Re: per-buffer language environments

all messages for Emacs-related lists mirrored at yhetil.org
 help / color / mirror / code / Atom feed

From: Eli Zaretskii <eliz@gnu.org>
To: "Stephen J. Turnbull" <stephen@xemacs.org>
Cc: handa@m17n.org, emacs-devel@gnu.org
Subject: Re: per-buffer language environments
Date: Wed, 15 Dec 2010 01:47:46 -0500	[thread overview]
Message-ID: <E1PSl9O-0001wu-GB@fencepost.gnu.org> (raw)
In-Reply-To: <87hbefr63n.fsf@uwakimon.sk.tsukuba.ac.jp> (stephen@xemacs.org)

> From: "Stephen J. Turnbull" <stephen@xemacs.org>
> Cc: emacs-devel@gnu.org,
>     handa@m17n.org
> Date: Wed, 15 Dec 2010 13:51:40 +0900
> 
>  > Those are all valid concerns, but they are just the tip of an
>  > iceberg.
> 
> No, they *are* the iceberg, at least as far as the autopilot is
> concerned.  After that, you *must* ask the user.

As long as we agree that there _is_ an iceberg, I won't argue.

>  > There's an almost infinite number of combinations of a language and
>  > the preferred encoding
> 
> Sure, but given a language and the set of encoding features Emacs
> knows how to detect *when reading from a stream*, there remains
> substantial ambiguity.

The emphasis on *reading* takes what I originally wrote out of its
context.  I didn't comment on reading alone, I commented on the entire
issue of coding-systems being tied up to the language:

> > * Which coding system to use on writing when the current
> >   buffer contains a character that can't be encoded by
> >   buffer-file-coding-system.
> > 
> > * Which coding systems have higher priority when inserting a
> >   file in the current buffer.
> 
> I could understand how the font selection and the default input method
> are related to the language, but what do encodings have to do with
> that?  The preferred encoding is generally an attribute of a locale,
> not of a language.

If the ambiguity you are talking about is that there are more settings
than just for reading, then I was originally talking about those, too.
If the ambiguity is about something else, please tell what that is.

> All problems with the language environment that I know
> of stem from its global nature applying to all buffers and the
> application itself, not from appropriate use in a given buffer.

I agree that it would be useful to have a language as per-buffer
setting.  This discussion is about what should that include.

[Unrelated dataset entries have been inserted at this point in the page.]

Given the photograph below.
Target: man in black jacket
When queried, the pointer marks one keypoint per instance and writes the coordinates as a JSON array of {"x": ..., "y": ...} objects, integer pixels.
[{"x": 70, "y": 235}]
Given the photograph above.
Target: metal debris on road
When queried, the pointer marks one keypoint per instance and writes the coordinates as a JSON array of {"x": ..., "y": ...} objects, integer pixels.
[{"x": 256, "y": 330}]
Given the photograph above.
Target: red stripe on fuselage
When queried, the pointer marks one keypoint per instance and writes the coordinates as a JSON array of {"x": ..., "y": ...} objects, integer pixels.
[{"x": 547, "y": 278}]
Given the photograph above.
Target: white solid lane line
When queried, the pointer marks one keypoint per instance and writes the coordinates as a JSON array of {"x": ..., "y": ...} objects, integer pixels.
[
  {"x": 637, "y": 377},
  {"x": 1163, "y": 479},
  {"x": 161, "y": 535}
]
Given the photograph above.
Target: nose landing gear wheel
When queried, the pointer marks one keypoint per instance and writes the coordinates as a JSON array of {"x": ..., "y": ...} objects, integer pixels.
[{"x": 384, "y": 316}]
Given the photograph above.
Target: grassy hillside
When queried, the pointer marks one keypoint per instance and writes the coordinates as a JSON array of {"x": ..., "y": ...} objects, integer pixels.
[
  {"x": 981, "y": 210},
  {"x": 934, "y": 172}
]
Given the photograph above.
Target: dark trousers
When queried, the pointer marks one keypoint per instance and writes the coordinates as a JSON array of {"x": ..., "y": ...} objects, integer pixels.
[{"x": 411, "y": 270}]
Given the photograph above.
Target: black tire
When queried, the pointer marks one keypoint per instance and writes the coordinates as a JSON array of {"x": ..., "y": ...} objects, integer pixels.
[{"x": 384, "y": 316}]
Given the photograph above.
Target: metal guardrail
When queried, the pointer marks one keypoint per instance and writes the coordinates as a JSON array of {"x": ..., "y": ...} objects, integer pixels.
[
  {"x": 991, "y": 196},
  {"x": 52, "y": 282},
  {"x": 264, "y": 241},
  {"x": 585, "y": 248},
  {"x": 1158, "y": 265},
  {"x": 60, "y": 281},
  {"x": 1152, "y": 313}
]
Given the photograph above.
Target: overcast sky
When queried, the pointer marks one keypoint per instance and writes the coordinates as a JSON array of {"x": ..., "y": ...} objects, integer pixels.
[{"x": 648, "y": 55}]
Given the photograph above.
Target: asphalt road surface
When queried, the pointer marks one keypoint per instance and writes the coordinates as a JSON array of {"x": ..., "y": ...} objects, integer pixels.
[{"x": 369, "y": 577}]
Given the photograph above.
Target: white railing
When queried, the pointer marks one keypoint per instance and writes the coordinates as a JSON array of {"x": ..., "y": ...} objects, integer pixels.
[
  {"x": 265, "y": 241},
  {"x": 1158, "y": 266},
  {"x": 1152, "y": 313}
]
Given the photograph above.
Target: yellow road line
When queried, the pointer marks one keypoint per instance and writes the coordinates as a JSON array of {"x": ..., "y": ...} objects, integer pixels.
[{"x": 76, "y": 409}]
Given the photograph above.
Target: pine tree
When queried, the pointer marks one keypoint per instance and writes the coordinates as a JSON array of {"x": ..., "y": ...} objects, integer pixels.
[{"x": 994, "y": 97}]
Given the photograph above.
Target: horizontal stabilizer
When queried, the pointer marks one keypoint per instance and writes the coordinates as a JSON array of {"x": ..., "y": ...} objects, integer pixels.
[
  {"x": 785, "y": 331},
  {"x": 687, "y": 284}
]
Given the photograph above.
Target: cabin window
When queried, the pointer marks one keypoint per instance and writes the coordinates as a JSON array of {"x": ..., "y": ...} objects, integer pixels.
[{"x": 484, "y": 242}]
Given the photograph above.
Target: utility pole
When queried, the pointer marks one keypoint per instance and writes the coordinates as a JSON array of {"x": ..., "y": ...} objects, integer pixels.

> IOW, it's just the defects of the POSIX_ME_HARDER locale mirrored
> into Emacs itself.

I also stated quite clearly (I think) that I think we should
distinguish between the locale and the language, as far as their
effects on Emacs are concerned.

>  > , and it's impossible to fold them all, or even their significant
>  > fraction,
> 
> Of course a significant fraction is possible.  That's precisely what
> the priority lists have been achieving since the early 1990s.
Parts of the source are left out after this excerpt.